Winnie Madikizela-Mandela was the second wife to the iconic Nelson Mandela and is still is a political power in South Africa in her own right. She was quite the potent symbol of the anti-apartheid struggle for nearly three decades, but her reputation became tainted later on by a fraud conviction and murder accusations, which although she denied, has worked to make her one of the most controversial political figures in the country.
She got married to Mandela in 1956, a year when the agitations for his incarceration were already at a peak (he had in fact already been arrested for treason and was awaiting trial) and they had two children together. By 1962, he was arrested for sabotage for what was to be a five year sentence but became a 27 year stint when the Rivonia trial began and the defendants earned a life sentence. She was there with him the day that he was released, and together, they were both overwhelmed by the reception of the people who widely celebrated Mandela’s release and they were for a while the most celebrated political couple in South Africa.

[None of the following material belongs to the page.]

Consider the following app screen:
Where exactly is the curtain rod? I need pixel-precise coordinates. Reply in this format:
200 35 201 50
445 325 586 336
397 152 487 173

The two had a 38 year long marriage but she was divorced from the late Mandela in 1996 over political and personal differences and rumors of her infidelity. When he was admitted to a hospital with a recurring lung infection in June 2013, she visited him frequently and featured prominently in the celebrations to mark his 95th birthday the next month. Critics had accused her of behaving like she was still his wife for the sake of political mileage.
After Mandela divorced Ms Madikizela-Mandela, he had left her out of his will and after his death in 2013, she argued that the house in Qunu village, where Mandela had spent most of his time belonged to her under customary law. Mandela had however bequeathed the home to his family and a High Court has today dismissed Madikizela-Mandela’s application and ordered that she pay all legal costs.